Chrome releases update for zero-day vulnerability
Google have released an update for Chrome revealing another zero-day vulnerability. This follows a similar issue announced last month. Zero-day vulnerability means a security bug existed with no patch available, leaving systems open to cyber-attacks.
Use this guidance to learn more about the vulnerability, if you’re affected, and what you need to do.
About this vulnerability
Like the previous months’ vulnerability, cyber criminals can exploit this flaw to crash browsers. Though it’s more often used to execute code on the victim’s machine.
Any device with Google Chrome, or browsers like Microsoft Edge or Opera, may be susceptible to this type of attack.
A type-confusion attack confuses the Java system about the data it is manipulating. Allowing malicious actors to bypass typing rules within the browser and execute their own code.
What is affected?
If you use one of the following Chrome versions on Windows, Mac, or Linux, this vulnerability may impact you:
- Google Chrome versions before 100.0.4896.127.

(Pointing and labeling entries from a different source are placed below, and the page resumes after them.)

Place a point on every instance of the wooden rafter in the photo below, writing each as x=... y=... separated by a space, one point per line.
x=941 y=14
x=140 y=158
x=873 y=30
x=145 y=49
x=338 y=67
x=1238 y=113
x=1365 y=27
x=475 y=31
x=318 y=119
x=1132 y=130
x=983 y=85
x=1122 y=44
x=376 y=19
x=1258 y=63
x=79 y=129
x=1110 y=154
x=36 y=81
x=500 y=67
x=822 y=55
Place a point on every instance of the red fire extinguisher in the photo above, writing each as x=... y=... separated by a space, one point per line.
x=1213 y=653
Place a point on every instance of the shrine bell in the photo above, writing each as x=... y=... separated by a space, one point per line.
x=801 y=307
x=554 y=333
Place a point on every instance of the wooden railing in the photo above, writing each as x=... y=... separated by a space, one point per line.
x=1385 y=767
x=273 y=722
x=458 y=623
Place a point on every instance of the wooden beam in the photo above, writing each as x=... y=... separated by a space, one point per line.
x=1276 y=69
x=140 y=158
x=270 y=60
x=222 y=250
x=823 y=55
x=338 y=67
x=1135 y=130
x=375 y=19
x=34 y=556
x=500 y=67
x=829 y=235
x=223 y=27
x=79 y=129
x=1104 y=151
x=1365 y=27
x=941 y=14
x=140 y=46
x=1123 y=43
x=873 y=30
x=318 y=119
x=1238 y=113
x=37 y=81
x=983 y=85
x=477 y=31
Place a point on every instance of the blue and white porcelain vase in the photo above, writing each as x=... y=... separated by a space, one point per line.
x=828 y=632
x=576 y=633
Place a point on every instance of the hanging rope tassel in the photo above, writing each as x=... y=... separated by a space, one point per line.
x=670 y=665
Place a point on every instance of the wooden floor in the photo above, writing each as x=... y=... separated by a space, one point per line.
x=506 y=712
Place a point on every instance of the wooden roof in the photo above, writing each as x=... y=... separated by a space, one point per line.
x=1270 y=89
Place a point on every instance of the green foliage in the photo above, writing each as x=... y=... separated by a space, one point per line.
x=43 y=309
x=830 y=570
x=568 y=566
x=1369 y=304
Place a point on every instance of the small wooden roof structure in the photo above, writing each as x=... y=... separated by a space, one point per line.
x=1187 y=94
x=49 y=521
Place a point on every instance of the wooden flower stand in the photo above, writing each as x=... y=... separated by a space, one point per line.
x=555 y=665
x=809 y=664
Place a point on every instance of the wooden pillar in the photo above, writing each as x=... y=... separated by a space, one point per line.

- Microsoft Edge versions before 100.0.1185.44.
What you need to do
The vendors of these applications have released security patches to address this vulnerability. We have alerted those in an IT support role at the University. They may have already been in touch.
If you own a device which uses one of the browsers listed above, update them as soon as possible.

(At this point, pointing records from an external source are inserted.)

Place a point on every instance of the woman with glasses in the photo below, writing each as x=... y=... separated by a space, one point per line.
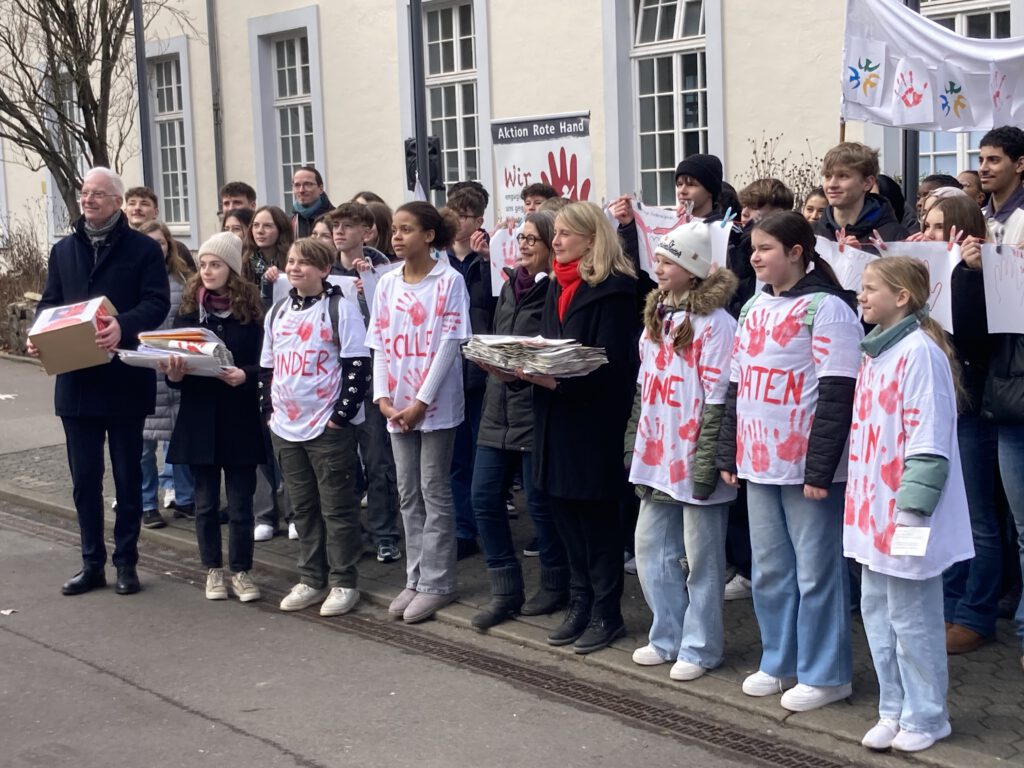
x=505 y=443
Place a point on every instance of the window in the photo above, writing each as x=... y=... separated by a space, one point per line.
x=671 y=87
x=171 y=150
x=293 y=108
x=951 y=153
x=452 y=95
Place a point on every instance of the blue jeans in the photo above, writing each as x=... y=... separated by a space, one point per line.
x=493 y=471
x=462 y=465
x=176 y=476
x=801 y=584
x=1012 y=469
x=907 y=637
x=972 y=587
x=687 y=607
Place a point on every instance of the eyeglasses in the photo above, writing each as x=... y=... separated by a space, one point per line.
x=529 y=240
x=95 y=196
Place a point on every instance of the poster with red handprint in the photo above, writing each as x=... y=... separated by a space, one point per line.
x=551 y=150
x=904 y=407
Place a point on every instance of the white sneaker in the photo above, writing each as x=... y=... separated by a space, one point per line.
x=882 y=735
x=245 y=588
x=648 y=656
x=806 y=697
x=763 y=684
x=915 y=741
x=737 y=588
x=302 y=596
x=686 y=671
x=341 y=600
x=215 y=589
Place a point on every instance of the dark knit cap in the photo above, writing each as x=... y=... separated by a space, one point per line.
x=705 y=168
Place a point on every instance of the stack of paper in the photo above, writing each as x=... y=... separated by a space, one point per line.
x=205 y=352
x=559 y=357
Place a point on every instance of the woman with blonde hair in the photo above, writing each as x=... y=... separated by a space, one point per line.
x=581 y=422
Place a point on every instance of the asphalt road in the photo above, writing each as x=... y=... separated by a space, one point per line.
x=167 y=678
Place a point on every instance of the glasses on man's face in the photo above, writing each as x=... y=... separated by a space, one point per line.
x=95 y=196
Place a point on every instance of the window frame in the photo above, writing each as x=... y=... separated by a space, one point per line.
x=157 y=51
x=263 y=33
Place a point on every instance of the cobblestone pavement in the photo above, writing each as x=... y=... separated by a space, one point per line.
x=986 y=686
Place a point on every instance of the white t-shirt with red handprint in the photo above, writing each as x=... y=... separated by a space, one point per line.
x=905 y=406
x=407 y=326
x=777 y=360
x=306 y=365
x=674 y=389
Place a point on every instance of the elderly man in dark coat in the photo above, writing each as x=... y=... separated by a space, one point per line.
x=103 y=256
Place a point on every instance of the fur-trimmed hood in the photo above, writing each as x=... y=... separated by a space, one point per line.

You should connect to the VPN so your device can install the relevant patches and remain safe. For staff coming back to the office, or students on campus who have not booted up their machines in a while, this is especially relevant.
If your device was bought through your school, please discuss this with your Computing Officer.
If you use a University-managed device, we will update it automatically and no action is needed.